The wide-scale restriction of movement resulting from the coronavirus pandemic is driving down global carbon dioxide emissions to levels last seen 10 years ago, according to a new report by the International Energy Agency.

The world’s CO2 emissions will plunge 8 percent this year, a reduction six times as large as the previous global record set in 2009 when the financial crisis rocked the world economy, the IEA said in the report. That would be an “unprecedented rate,” the report said, noting that the drop would probably be twice as large as all declines in CO2 emissions since the end of World War II.

But the IEA warned that the decline in CO2 emissions was not permanent. After previous crises, the rebounds in emissions were larger than the declines. The agency said the world needed a wave of investment to restart the economy with “cleaner and more resilient energy infrastructure.”

The drop in carbon dioxide emissions, which are a leading cause of climate change, “is because of the premature deaths and economic trauma around the world and in my view it is absolutely nothing to cheer,” Fatih Birol, executive director of the IEA, said in an interview. But, he said, from a climate and energy standpoint, “the important thing is what happens next year,” and whether governments and private companies continue to invest in renewable energy.

Some energy and climate experts have expressed surprise that the fall in CO2 emissions has not been even larger given the vast number of people around the world who are staying at home and away from work and other people.

“It’s a sobering reminder of how hard it is to get off of oil and decarbonize the global economy,” said Jason Bordoff, founding director of Columbia University’s Center on Global Energy Policy. “This is the most extreme demand-side response anyone could imagine.”

The IEA report says the curtailment of economic activity pushed down global energy demand by 3.8 percent in the first quarter of the year and is likely to drive down energy use by 6 percent over the entire year, the sharpest drop since the end of World War II.

In the first quarter of 2020, the hardest-hit sector was coal, which fell 8 percent compared to the first quarter last year. That was partly because the coronavirus outbreak first hit China, where more than half of the world’s coal is consumed.

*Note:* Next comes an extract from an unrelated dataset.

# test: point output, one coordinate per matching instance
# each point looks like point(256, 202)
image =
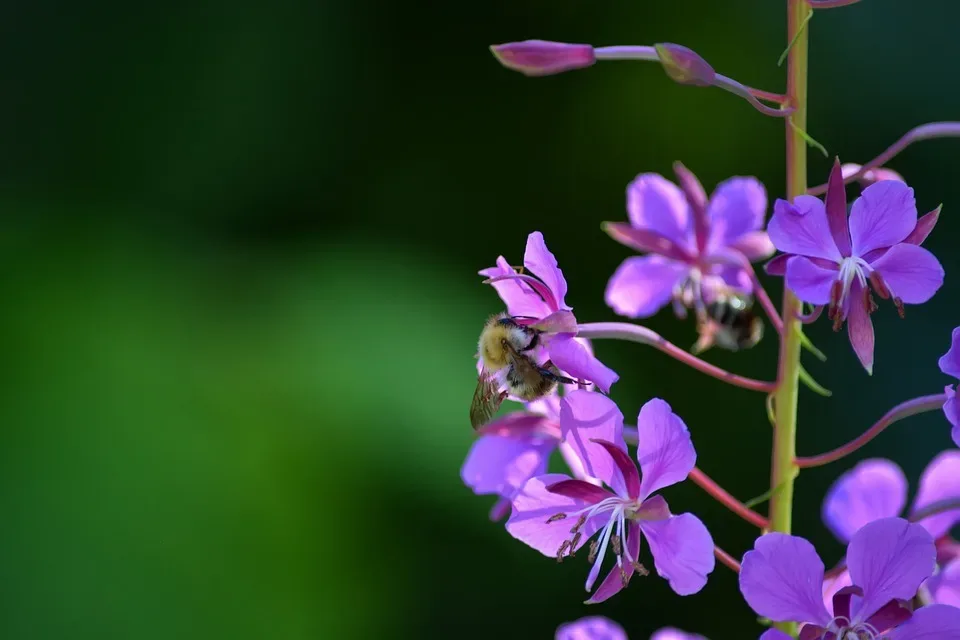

Transportation was also hit hard, as lockdowns drove down gasoline use by 5 percent in the first quarter. Much of that was in the United States. Overall, oil demand in April is estimated to be 29 million barrels a day lower than a year ago, the agency said, falling to a level last seen in 1995. That amounts to about a 30 percent decline. For the entire second quarter, oil demand is expected to be stuck near 23.1 million barrels a day, the IEA said.

Mild weather in the United States contributed to the 18 percent decline in residential and commercial natural gas consumption there.

“We have seen this demand shock, a historic shock to the entire energy world,” Birol said. “This will change how we look at the energy sector completely.”